In that way she inspired loyalty.
If one of these men had bothered to really listen to
what she was saying, he would have found that she often repeated herself. The
same themes were illustrated with the same examples. The story of the little boy who was out chasing fireflies
one night when he saw a flying saucer making crop circles and then fell into an
abandoned well so he sang the hymns he’d learned in Sunday school to keep his
spirits up until he was rescued was an old chestnut she took out and
polished at least once a week.
I know, because I paid attention to all her stories,
and caught all the allusions and inferences, remembered the details and the odd
mix of Bible tales mixed with stories of Venusian visitors who brought Adam and
Eve to our planet a hundred thousand years ago. From her I learned that
raccoons are smarter than horses, that dogs were once human but de-evolved as
punishment for cruelty, and LBJ had JFK killed over an insult that no one else
remembered, but that the Texan never forgot.
Too bad she and I never became intimate. In fact,
the more I knew about her, the less interested she seemed in me. Eventually,
she would ignore me entirely, saving her piercing gaze for newcomers. They came
and went, but I remained, ever attentive and hopeful.
I have found that the more intermittent and
unexpected the reward, the more addictive the activity. At the beginning, she
would smile at me every time I was in her presence.

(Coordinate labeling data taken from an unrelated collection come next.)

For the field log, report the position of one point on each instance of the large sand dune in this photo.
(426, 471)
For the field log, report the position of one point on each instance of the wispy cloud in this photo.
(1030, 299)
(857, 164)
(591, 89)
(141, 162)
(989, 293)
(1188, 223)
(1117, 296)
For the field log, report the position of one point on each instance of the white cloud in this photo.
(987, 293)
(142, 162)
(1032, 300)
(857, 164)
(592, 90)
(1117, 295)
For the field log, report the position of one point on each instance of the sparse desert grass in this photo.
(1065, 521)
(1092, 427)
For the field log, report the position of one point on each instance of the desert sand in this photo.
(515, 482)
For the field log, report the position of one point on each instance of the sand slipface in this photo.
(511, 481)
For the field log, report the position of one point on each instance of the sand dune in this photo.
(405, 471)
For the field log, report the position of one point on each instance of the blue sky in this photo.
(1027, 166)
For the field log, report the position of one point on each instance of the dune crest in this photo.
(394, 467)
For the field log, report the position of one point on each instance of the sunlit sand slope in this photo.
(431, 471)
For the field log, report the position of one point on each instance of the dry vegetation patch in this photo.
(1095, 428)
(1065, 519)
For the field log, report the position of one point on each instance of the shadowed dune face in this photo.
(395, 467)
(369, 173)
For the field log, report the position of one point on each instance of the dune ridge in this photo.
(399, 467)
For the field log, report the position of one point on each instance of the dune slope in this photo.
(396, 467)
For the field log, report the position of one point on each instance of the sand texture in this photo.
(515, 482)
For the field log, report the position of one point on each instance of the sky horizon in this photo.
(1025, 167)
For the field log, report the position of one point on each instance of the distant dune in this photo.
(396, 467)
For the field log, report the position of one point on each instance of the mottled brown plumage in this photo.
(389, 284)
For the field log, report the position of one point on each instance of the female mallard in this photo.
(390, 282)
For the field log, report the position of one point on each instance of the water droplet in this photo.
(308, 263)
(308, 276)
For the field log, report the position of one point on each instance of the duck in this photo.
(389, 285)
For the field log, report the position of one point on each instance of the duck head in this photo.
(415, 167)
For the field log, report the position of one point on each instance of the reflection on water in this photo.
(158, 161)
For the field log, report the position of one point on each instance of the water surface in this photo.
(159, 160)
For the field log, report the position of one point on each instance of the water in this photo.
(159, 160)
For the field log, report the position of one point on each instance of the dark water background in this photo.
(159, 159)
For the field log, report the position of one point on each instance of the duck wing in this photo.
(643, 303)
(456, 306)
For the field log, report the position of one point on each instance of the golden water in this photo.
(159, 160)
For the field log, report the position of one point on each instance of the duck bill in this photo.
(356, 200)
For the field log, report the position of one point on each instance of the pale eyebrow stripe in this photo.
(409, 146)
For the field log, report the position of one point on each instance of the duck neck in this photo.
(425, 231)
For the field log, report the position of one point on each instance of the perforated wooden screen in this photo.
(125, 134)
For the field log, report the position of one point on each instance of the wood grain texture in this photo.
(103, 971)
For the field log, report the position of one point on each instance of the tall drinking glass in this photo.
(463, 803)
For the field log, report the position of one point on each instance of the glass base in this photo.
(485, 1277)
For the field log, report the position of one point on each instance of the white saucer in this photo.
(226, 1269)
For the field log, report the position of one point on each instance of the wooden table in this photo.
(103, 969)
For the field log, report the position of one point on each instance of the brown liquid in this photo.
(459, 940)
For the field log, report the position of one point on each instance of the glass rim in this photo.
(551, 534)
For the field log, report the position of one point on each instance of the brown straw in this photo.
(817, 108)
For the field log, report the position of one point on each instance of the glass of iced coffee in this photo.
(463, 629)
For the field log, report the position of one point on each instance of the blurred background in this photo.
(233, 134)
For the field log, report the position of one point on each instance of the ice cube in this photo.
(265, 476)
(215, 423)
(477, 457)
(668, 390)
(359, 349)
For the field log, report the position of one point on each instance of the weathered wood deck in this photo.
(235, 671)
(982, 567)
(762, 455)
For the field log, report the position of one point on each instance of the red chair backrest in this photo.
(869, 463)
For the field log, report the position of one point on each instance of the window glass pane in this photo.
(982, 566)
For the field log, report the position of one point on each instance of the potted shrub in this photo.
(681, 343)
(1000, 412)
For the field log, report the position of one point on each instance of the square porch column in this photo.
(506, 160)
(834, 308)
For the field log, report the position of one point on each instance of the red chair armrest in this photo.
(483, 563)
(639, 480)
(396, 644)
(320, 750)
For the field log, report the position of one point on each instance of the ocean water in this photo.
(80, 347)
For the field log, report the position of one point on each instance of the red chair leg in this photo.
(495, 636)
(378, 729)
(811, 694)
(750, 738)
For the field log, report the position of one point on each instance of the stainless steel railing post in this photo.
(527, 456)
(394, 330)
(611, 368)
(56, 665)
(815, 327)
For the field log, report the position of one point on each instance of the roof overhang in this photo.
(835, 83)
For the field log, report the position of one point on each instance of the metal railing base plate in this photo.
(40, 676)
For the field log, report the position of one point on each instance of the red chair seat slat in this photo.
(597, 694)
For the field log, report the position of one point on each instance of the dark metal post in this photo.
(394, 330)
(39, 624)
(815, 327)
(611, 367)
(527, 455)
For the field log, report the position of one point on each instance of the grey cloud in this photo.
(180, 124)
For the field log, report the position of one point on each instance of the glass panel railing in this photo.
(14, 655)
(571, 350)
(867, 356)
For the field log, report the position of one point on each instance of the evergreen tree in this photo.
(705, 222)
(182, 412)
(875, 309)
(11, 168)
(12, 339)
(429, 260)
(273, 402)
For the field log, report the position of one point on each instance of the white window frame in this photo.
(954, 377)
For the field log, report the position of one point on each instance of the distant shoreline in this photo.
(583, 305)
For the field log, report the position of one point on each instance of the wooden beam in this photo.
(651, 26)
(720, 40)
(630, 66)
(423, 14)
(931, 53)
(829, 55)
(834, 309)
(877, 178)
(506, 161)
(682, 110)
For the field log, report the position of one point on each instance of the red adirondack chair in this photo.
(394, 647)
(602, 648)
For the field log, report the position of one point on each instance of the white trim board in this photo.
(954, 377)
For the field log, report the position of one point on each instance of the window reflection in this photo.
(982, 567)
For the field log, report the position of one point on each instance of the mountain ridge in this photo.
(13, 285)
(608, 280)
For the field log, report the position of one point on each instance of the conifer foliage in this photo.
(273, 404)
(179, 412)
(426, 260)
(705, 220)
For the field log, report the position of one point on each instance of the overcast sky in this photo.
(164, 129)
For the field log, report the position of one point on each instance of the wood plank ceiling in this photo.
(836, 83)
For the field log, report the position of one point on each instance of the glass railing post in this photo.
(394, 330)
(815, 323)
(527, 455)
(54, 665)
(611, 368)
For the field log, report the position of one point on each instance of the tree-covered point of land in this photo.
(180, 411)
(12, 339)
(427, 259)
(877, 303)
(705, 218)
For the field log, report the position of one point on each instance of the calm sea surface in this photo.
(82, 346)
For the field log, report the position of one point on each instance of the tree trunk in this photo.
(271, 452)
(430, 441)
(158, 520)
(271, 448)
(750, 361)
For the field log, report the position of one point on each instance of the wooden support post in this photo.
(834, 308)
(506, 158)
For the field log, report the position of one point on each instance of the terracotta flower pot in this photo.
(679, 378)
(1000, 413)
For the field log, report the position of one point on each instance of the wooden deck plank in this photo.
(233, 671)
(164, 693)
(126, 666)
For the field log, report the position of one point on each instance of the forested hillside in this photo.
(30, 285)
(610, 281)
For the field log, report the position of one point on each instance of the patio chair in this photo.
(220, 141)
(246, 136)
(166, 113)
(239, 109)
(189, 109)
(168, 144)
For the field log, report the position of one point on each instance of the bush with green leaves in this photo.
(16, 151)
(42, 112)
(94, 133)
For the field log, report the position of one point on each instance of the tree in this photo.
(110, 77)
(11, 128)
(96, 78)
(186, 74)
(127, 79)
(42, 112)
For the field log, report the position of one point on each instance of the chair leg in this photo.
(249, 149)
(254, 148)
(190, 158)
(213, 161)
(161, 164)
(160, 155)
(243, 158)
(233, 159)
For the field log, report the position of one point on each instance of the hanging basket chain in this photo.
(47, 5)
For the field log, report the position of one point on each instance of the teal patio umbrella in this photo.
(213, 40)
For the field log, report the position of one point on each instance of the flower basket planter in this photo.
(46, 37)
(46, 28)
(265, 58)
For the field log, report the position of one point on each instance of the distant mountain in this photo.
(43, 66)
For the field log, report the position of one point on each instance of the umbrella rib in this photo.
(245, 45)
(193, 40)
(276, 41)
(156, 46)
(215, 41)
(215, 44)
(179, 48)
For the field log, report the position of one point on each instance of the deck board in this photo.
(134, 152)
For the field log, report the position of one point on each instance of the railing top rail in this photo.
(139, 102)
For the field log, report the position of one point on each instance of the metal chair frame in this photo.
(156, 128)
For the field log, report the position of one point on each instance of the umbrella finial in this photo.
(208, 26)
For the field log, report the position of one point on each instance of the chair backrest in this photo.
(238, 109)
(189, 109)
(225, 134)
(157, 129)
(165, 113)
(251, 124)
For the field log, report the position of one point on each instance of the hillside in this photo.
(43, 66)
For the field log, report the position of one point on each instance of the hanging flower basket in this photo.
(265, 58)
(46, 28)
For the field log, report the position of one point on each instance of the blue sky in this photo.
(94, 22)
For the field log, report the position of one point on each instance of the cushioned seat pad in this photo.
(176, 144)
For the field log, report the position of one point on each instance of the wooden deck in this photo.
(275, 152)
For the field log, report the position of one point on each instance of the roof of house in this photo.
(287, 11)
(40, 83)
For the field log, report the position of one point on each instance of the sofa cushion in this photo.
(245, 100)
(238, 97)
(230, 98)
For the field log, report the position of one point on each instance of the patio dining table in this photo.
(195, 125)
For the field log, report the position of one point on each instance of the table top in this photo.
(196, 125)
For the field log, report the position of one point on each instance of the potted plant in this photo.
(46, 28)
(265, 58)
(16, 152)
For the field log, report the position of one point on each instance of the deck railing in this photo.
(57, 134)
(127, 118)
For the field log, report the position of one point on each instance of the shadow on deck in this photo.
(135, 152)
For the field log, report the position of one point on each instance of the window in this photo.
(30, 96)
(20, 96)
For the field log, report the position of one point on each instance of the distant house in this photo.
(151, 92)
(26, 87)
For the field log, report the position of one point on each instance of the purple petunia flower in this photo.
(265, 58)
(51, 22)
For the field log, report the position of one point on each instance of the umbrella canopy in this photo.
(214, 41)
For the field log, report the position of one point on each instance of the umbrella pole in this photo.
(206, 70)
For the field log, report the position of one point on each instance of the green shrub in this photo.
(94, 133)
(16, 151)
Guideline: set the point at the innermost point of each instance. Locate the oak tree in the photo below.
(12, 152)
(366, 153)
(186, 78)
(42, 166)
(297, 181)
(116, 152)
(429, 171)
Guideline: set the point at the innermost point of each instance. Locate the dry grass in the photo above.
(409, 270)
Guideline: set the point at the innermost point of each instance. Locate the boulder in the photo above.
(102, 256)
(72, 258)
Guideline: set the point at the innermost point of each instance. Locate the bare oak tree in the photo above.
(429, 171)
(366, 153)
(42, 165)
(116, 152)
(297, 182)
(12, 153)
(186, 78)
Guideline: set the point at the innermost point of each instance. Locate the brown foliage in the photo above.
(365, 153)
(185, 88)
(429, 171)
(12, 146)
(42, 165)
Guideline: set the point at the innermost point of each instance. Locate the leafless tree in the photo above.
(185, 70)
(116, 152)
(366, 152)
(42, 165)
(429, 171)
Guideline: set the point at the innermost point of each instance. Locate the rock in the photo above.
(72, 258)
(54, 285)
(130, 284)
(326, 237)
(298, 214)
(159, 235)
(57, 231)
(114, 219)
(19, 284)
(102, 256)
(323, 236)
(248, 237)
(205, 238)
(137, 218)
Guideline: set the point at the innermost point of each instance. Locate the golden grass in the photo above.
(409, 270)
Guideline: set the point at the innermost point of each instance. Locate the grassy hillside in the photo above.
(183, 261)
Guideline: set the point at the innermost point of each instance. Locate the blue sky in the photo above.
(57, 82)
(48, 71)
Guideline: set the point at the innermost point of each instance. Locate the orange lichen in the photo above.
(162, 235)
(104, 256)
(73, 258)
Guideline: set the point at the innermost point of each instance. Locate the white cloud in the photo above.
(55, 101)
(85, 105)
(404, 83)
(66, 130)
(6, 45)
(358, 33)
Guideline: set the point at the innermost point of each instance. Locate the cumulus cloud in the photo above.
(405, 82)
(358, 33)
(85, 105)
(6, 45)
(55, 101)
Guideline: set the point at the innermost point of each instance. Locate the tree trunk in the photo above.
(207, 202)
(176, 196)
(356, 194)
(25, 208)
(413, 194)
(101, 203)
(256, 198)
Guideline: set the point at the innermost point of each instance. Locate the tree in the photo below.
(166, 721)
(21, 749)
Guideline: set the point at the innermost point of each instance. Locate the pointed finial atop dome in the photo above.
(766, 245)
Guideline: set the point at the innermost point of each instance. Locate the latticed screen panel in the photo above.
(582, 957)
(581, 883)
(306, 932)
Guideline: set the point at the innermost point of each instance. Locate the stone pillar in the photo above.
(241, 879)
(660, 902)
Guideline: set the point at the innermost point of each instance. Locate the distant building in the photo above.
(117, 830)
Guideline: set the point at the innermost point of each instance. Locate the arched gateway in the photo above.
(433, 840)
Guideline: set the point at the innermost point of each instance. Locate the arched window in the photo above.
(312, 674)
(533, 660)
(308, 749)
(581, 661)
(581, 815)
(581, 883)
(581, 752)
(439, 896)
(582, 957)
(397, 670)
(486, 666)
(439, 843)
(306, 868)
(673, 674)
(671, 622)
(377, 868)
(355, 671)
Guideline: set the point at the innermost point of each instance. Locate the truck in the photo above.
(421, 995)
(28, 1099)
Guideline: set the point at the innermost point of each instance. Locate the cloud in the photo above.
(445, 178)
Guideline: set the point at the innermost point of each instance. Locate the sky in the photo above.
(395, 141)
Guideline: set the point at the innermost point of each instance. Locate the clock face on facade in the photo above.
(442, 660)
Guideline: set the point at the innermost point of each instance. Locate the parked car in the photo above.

After a while, that
dwindled to weekly, then monthly, and then it ratcheted up to a whole new level
when the smiles came rarely and as a complete surprise. Talk about being hooked!
My self-esteem reached new lows, and yet I
persevered, convincing myself that it was only a matter of time before she recognized
and rewarded her most loyal fan. Then my self-esteem would skyrocket! Finally,
I would have what I’ve always craved, the perfect setting in which to develop
peace of mind and true contentment.
Only it didn’t happen that way. It just got worse.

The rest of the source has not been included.